The lyrics do in fact belie the somewhat gormless LED soundscapes with an angry wit taking pot shots at an appropriate subject material for a spell of culture bashing. Some choices lines: “Their brain cells went peroxide blonde, the idiots are winning 'cause they can't tell right from wrong” from 'The Idiots Are Winning', without much competition the outstanding track here, being as it is the first song, and the rest sound very similar. However, elsewhere 'The Descent of Man' contains such gems as “Monkey do as monkey see, as we evolve into human-zees / As we use text messaging slang, cavemen descend into orang-utans”, bitterly comical attacks that stem from a pen so disillusioned with society that more reasonable, constructive observation is rendered pointless.


These humorous asides are incredibly incongruous with the music accompaniment, however.
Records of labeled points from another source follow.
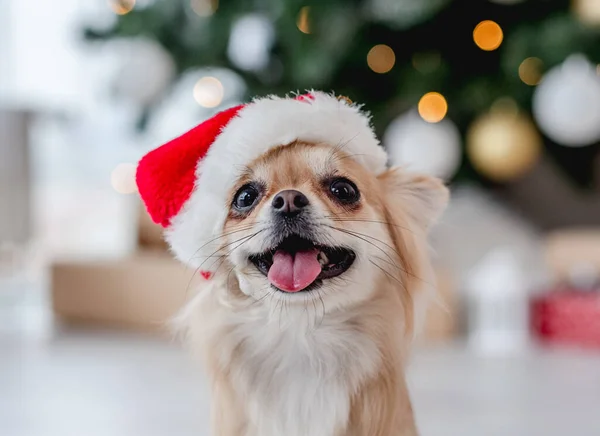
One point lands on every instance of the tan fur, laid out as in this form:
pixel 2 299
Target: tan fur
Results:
pixel 405 206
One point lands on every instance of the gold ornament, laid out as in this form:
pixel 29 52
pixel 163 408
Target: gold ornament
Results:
pixel 503 145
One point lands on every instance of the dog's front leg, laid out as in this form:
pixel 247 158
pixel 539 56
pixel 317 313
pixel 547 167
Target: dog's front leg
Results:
pixel 228 415
pixel 382 408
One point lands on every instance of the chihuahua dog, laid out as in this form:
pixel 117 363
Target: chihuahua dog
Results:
pixel 316 288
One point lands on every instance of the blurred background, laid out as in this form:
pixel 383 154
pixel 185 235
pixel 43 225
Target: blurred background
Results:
pixel 500 98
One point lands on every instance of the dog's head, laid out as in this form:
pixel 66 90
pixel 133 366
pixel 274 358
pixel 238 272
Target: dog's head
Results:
pixel 288 203
pixel 306 222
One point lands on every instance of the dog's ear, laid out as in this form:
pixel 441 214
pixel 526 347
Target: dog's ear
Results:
pixel 422 198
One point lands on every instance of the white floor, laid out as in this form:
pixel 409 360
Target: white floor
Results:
pixel 58 381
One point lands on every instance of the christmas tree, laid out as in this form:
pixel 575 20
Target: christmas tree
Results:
pixel 474 70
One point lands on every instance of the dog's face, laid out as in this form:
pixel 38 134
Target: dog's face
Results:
pixel 308 225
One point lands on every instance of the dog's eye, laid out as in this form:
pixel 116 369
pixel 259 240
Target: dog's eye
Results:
pixel 344 190
pixel 245 198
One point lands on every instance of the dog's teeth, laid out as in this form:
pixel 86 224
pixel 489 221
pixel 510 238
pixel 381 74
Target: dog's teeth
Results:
pixel 322 258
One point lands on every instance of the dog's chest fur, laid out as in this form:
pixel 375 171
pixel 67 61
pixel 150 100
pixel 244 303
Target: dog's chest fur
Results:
pixel 296 378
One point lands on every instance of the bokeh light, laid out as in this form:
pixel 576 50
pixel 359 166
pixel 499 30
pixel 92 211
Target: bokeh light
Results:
pixel 488 35
pixel 208 92
pixel 303 22
pixel 204 8
pixel 433 107
pixel 381 58
pixel 121 7
pixel 530 71
pixel 122 178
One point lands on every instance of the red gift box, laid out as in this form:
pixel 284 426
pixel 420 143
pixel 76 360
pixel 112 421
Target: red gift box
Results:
pixel 567 317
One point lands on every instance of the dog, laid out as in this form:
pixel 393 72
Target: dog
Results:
pixel 319 279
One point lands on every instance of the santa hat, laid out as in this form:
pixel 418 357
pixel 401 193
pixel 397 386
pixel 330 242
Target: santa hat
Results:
pixel 186 183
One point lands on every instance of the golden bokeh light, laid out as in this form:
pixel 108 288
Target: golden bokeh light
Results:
pixel 530 71
pixel 204 8
pixel 381 58
pixel 433 107
pixel 208 92
pixel 303 22
pixel 122 178
pixel 503 147
pixel 121 7
pixel 488 35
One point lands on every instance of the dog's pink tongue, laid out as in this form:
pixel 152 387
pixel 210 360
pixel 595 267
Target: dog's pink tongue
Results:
pixel 292 273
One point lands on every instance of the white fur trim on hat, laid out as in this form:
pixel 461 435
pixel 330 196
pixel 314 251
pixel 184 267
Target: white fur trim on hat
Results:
pixel 259 126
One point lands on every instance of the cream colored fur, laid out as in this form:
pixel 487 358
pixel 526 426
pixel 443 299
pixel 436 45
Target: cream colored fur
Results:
pixel 326 363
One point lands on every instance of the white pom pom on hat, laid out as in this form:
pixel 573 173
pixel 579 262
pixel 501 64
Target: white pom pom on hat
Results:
pixel 185 183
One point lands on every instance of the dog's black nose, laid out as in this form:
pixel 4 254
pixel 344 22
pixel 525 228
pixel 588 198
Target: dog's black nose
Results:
pixel 289 202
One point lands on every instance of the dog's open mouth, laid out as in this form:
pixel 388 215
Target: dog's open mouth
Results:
pixel 297 264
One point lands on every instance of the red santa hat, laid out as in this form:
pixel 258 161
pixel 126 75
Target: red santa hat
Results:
pixel 185 183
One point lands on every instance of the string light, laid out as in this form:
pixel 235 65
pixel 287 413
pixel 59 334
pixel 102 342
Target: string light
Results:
pixel 121 7
pixel 433 107
pixel 122 178
pixel 303 20
pixel 530 71
pixel 381 58
pixel 204 8
pixel 488 35
pixel 208 92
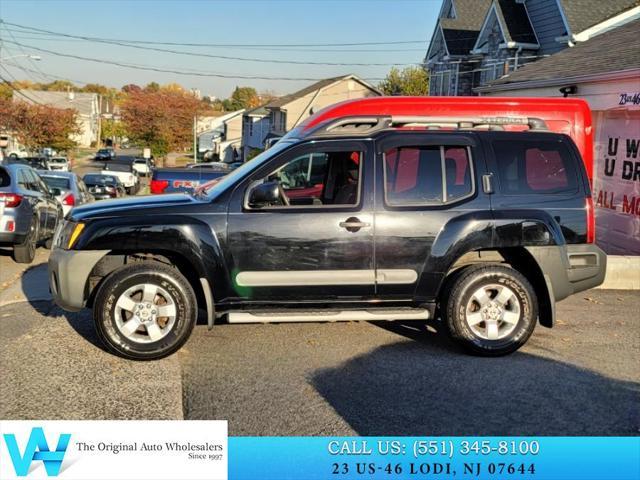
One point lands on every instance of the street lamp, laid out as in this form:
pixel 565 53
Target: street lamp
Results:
pixel 32 57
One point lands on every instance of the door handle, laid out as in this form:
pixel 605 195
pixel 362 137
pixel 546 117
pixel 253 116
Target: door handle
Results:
pixel 353 224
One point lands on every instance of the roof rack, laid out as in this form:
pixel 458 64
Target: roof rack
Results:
pixel 371 124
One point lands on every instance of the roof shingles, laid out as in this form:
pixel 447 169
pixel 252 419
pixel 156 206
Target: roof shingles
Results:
pixel 612 51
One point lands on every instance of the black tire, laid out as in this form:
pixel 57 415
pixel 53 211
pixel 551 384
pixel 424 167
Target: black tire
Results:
pixel 25 252
pixel 523 305
pixel 125 278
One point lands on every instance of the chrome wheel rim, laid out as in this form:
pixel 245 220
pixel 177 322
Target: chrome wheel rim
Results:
pixel 145 313
pixel 493 312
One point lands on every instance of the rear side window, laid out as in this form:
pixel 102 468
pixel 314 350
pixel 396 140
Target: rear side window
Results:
pixel 5 179
pixel 427 175
pixel 535 167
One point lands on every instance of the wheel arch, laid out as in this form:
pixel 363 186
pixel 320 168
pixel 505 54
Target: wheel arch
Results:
pixel 521 260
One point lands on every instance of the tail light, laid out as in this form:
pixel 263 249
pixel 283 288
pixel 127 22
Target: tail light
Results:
pixel 69 200
pixel 10 200
pixel 591 220
pixel 158 186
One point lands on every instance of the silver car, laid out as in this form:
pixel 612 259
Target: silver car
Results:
pixel 29 213
pixel 68 188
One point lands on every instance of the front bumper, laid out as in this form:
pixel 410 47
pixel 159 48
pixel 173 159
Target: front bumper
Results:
pixel 69 272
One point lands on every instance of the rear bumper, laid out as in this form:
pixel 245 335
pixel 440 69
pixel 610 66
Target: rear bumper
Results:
pixel 69 272
pixel 570 269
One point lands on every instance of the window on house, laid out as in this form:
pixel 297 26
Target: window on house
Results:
pixel 451 12
pixel 528 166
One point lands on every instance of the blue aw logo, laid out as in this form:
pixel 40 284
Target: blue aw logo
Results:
pixel 37 449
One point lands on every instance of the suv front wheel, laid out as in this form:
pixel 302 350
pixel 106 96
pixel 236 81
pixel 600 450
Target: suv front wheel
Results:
pixel 145 311
pixel 490 310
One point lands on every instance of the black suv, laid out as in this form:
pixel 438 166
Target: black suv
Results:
pixel 357 219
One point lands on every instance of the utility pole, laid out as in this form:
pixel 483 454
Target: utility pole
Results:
pixel 195 139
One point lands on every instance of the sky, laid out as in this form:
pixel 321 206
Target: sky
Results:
pixel 282 24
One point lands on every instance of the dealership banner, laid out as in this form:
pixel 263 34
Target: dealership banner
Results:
pixel 616 186
pixel 194 450
pixel 113 450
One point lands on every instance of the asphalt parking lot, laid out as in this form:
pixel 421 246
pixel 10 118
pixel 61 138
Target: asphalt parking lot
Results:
pixel 355 378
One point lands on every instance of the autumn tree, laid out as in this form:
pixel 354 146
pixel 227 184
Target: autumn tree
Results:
pixel 242 97
pixel 38 126
pixel 161 120
pixel 113 129
pixel 410 81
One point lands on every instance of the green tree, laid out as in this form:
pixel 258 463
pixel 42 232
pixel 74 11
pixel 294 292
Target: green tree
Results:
pixel 412 81
pixel 113 129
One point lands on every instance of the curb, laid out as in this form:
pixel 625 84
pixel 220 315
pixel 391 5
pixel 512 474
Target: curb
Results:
pixel 623 273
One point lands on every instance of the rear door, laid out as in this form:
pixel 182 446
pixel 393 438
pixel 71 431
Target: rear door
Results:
pixel 539 171
pixel 424 181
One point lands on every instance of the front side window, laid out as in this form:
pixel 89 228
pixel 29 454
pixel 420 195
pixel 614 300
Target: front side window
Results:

But maybe that's the point. It sounds like it could be knocked up in little over half an hour: the same rehashed beats, tuneless vocals, limited guitar work, ageing Nintendo sounds. Yet its lyrics savage a society in love with a celebrity culture that endorses brainless art like this. The Shit's EP is wrapped in onion-like layers of irony, the central meaning lost in its own contradiction of near-idiotic music and intelligently wry imagery. The irony: of songs that could soundtrack a YouTube video of teenage gang warfare while simultaneously taking a vitriolic swipe at its stars; of an artist ambivalently calling himself The Shit; of a slice of modern'art' that contains as much beauty as a stickman adaptation of The Last Supper.


Maybe, as a last interpretation, this is The Shit's fundamental message. Or perhaps it's just a warning that can be heeded from this EP, unbeknown to its cretinous maker. This is the heights to which one need only aspire in today's society. This EP is both a product and a damning symbol of what's left of our culture: an insightful (if cynical) critique marginalised by the trappings of a cultural institution, in this case music, which is simply an assortment of insipid and jarring influences. The question is; does its creator realise his own contradiction? Is Get With the Program… the work of a highly perceptive critic, masquerading as bit of a lad with a penchant for Space Invaders?


Or does this EP simply indicate, after all, that the idiots are, indeed, winning?